Until you’re in the position to hire one or more people you can’t quite understand what a boss goes through when sorting through resumes. You can spend hours creating what you think is the best resume possible but, when you aren’t surrounded by tons of resumes on a daily basis, you may not know which pitfalls or mistakes to avoid. There are certain things on a resume that really push a lot of the wrong buttons once they’re in front of a boss and, if you’re not careful, these could be the things to knock you out of the running for your dream job. Want to make sure bosses don’t hate certain aspects of your resume? Get rid of the following 7 things on your resume ASAP!

1. Typos and Grammatical Errors: Everything you’ve ever read about resumes will have warned you of the dangers of typos and grammatical errors on your resume yet they continue to pop up all the time. Particularly in positions that require a high attention to detail or a degree, these blemishes on your resume could not only be the thing that makes a boss hate your resume, they could also be the thing that makes a boss throw your resume away without proper consideration. Double check, triple check, and have others review your resume before you send it out and make a ton of bosses red in the face.

2. Writing In the 3rd Person: This one is actually contested, some bosses hate how impersonal the 3rd person is while others are relieved to see it because it means that not every sentence will start with the letter “I”. Use your best judgment here but, in general, writing in the 3rd person can make you sound robotic, overly formal, or old fashioned, which isn’t how you want to appear when applying for a position in the IT industry.

3. Unprofessional Email Address: It’s best to use your personal email address on your resume but, if your personal email address looks something like or, it’s time to create a different one for resume purposes. While it isn’t necessarily frowned upon to use a free service like Gmail, it’s definitely time for you to abandon the unprofessional first parts that make bosses wonder if you’re still in middle school.

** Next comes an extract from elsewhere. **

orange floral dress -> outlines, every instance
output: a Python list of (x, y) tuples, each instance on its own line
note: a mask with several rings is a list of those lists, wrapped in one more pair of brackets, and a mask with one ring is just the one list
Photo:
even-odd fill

4. Super Casual Tone: While most people have abandoned the overly robotic tones of resumes past, some have gone too far into casual territory. Make sure you’re avoiding unnecessary abbreviations, the over use of “like” or “so”, and anything that looks more like a text message than a line you might read in an article from a professional news site. The stiff, robotic tone can be avoided with a little infusion of your personality and conversational writing but, if you go too casual, you may start to look unprofessional.

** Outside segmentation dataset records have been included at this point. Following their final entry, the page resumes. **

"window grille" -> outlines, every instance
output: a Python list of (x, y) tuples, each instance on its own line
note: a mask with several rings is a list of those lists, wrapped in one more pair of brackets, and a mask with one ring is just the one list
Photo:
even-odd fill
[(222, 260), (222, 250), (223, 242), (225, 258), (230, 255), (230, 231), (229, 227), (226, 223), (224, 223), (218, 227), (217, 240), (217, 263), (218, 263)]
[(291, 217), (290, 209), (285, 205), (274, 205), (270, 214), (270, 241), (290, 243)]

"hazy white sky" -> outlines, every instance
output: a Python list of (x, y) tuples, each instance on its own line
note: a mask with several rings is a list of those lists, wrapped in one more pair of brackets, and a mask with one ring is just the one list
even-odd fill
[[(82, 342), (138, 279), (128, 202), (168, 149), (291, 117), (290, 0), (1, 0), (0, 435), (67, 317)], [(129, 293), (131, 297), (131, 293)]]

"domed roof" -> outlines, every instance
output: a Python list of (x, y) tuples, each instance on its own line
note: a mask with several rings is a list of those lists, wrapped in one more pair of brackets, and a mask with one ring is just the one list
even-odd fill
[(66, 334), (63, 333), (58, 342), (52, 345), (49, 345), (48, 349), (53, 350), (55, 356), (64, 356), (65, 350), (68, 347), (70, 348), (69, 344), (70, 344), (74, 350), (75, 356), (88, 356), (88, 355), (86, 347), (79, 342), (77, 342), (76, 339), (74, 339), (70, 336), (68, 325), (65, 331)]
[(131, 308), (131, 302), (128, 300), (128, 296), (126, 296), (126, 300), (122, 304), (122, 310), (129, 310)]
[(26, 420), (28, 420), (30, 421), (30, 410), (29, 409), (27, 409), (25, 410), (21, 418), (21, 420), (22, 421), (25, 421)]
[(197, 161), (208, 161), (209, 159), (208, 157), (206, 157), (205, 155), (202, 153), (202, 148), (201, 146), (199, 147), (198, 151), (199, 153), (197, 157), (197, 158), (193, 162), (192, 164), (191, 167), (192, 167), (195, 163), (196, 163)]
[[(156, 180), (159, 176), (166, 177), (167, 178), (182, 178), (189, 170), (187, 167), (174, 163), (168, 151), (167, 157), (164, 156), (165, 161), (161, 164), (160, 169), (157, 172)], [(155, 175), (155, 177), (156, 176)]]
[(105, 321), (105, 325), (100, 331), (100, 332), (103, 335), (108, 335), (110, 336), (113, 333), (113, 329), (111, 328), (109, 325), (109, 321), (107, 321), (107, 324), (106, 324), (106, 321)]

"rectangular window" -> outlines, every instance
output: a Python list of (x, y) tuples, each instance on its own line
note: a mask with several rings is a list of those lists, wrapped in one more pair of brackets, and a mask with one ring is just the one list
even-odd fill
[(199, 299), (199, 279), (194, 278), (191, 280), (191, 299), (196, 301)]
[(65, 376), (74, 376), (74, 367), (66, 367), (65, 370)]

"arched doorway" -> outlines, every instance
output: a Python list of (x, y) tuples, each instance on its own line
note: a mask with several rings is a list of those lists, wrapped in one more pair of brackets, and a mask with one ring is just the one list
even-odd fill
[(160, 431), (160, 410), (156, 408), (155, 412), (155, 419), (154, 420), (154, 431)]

5. Distracting Font or Background: No one in their right mind would use Comic Sans on a resume, but why? Most resumes have a solid white background, is there a reason? In an effort to make your resume stand out it may be tempting to turn to a flashy font or unique background to liven it up but, unless you’re working in Graphic design or UI, your flashy choices could end up just distracting from the important information on your resume. Bosses don’t need your resume to have a unique presentation, instead, they need to see something in the content of your resume that shows why you’re a good candidate for the job.

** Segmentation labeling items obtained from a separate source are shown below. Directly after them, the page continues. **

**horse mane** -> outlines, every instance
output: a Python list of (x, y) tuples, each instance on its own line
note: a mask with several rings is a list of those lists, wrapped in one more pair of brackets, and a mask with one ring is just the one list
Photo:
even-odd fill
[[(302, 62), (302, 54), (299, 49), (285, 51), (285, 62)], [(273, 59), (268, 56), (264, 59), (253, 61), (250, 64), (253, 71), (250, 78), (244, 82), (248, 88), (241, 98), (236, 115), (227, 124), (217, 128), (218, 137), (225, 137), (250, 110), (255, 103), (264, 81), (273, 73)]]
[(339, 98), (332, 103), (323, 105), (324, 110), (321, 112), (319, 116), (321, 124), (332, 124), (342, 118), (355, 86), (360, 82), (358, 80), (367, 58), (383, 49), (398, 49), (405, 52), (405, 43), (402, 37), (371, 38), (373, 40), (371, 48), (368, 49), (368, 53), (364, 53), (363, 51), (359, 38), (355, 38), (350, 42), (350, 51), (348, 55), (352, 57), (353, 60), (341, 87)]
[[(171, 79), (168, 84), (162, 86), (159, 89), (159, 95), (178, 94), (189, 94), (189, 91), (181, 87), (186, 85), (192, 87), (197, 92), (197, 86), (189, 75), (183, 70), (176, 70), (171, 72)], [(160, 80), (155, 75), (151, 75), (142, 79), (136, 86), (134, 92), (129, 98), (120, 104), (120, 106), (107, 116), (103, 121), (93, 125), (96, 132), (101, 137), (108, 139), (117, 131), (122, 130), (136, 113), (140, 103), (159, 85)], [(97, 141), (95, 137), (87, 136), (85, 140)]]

6. Buzzword After Buzzword: Team player. Go-getter. Hard worker. Go-to person. Dynamic. If your resume has a ton of buzzwords back to back and no real substance, it’s guaranteed to get some eye rolls and maybe even a few passes from bosses who have seen it all before. While mentioning that you’re self-motivated isn’t a bad thing, the best thing you can do on your resume is prove it. List an example or two under your most recent jobs of something you accomplished, solved, or created using your self-motivated attitude. Rather than simply stating buzzword after buzzword, make sure you use them in context so that bosses don’t think you’re just packing in the right words without having the experience or personality to back it up.

7. Too Brief or Too Long: While these qualities are opposite, the thought behind them makes them both negatives. When you’re too brief on your resume it makes you look like you’re lacking in experience. When your resume is too long it’s hard to get through and hard to pinpoint your actual strengths, talents, and achievements. Don’t leave bosses wondering what you can do, make sure it’s clearly stated in a concise, easy to read manner so that they don’t need to go sifting through dense paragraphs to find out why they should hire you or simply assume they shouldn’t because your resume doesn’t mention any of the skills or experience they’re looking for.

Your resume can cut your job search short or send you onto the next step in the hiring process. For that reason, combing through your resume and ensuring that these 7 things that bosses hate to see on resumes are nowhere in sight is definitely in your best interest. Good luck on your job search!